Pretoria: The Presidency has rejected the on-going campaign of linking every development around Nkandla village to President Jacob Zuma.
This comes amid media reports this week on a road construction project launched by the KwaZulu-Natal Transport Department, which reportedly cost R582 million, and has been linked to Zuma.
“Nkandla in northern KwaZulu-Natal is one of 23 districts identified by government for interventions due to deep levels of poverty, scientifically established through investigation. It is mischievous and inaccurate to insinuate that the road was constructed because of favouritism as the President lives there,” the Presidency said.
It said the road construction and infrastructure development referred to was part of a programme that was started as early as 2003 by the KwaZulu-Natal Provincial Government. The then KwaZulu-Natal Transport MEC Sibusiso Ndebele had unveiled the popular African Renaissance Roads Upgrading Programme to “spend more than a billion rand on roads, roads and more roads”.
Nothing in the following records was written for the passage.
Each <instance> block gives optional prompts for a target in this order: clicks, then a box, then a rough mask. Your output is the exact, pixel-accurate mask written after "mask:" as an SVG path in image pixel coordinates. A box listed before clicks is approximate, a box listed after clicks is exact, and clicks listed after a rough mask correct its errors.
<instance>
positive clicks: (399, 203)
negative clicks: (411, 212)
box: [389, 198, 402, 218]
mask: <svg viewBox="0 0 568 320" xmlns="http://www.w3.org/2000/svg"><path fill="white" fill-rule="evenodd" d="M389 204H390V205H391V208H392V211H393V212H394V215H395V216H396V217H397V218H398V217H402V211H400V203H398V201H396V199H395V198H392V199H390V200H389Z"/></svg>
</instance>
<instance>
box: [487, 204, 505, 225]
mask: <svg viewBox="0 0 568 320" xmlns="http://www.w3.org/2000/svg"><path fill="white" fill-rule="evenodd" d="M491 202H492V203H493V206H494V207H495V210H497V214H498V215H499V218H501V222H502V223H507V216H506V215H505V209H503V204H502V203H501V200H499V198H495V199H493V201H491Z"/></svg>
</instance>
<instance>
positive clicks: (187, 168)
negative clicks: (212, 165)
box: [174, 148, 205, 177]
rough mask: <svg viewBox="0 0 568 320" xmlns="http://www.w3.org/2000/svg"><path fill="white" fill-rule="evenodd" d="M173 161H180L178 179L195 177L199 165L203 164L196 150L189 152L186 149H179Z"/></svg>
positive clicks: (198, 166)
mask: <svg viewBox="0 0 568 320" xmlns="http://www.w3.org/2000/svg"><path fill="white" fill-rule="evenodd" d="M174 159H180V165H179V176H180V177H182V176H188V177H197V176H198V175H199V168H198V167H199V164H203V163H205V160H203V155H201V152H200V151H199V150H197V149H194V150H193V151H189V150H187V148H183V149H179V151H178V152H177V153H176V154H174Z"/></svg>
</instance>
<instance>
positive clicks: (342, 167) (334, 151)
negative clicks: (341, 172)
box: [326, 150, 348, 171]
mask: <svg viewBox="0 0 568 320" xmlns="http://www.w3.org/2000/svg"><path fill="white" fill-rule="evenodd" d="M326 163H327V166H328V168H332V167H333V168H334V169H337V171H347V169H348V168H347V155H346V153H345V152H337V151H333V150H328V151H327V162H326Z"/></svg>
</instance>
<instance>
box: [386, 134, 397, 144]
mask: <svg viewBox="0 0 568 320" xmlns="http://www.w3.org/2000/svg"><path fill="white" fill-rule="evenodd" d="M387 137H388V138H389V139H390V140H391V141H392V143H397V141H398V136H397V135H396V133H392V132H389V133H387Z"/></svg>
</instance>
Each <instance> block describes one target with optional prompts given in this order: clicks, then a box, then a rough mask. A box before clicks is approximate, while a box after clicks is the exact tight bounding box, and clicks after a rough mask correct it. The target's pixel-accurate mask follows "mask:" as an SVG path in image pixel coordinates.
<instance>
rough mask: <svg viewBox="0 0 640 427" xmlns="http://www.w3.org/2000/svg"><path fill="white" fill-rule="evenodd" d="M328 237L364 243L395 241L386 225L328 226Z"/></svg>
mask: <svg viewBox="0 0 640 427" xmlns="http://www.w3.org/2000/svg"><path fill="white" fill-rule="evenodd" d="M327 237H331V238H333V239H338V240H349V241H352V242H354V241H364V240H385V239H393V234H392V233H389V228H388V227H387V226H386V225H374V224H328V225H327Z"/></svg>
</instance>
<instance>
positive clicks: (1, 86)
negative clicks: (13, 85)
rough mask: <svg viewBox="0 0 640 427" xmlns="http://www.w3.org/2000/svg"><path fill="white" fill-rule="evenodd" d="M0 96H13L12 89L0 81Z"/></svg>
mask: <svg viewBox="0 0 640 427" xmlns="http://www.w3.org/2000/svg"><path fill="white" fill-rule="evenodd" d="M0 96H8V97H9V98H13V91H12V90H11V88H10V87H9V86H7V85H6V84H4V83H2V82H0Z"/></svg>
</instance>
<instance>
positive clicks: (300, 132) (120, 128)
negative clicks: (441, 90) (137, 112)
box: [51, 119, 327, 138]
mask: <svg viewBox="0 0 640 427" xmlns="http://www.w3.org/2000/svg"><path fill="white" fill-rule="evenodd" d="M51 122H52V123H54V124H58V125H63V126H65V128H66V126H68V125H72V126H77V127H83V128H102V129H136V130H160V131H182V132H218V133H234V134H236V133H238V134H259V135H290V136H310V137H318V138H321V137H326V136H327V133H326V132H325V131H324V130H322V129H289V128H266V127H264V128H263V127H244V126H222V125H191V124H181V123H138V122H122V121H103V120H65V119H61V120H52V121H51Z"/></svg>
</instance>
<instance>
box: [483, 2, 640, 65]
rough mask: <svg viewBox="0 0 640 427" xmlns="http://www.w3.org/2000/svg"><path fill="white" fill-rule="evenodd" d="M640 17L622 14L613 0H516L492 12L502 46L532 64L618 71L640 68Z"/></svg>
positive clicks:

In 2003, Ndebele singled out for attention several major rural areas, including an 80km project valued at R208 million in Nkandla as well as roads in Nongoma, Mtubatuba through Hlabisa and Nongoma to Vryheid and Pongola; Ongoye KwaBulawayo Project; Kranskop to Eshowe; Highflats – St Faiths – Port Shepstone; Osizweni and many others which the KZN transport department committed to upgrade “from gravel to blacktop surface”.
“Specifically, the construction of road P15 linking Kranskop, Nkandla and eShowe which was launched this week, started in August 2006,” said the Presidency.
The developmental road served as a major feeder to the communities and facilities. It provides a shorter link from Pietermaritzburg to eShowe and Nkandla as well as access to eight local schools, the Ntunjambili Hospital and three local clinics.
In recent weeks, the media has been reporting on the upgrading of the President’s residence in Nkandla, questioning the costs associated with the projects.
“President Zuma wishes to point out that the upgrading of his residence began long before 2009 when he was inaugurated as President of the Republic of South Africa. It was a family decision and the family started the extensions out of their own pockets.
“It was only after he became President that security, medical and other considerations had to be attended to, as explained by the Minister of Public Works, Mr Thulas Nxesi on behalf of government,” said the Presidency.
The Zuma family would continue to pay for all the upgrades in Nkandla which were not linked to state security imperatives.
“It is really disappointing that every development in Nkandla is attributed to the President… we will continue working in every province to improve the quality of life and to change the landscape of rural areas,” a statement quoted the president as saying.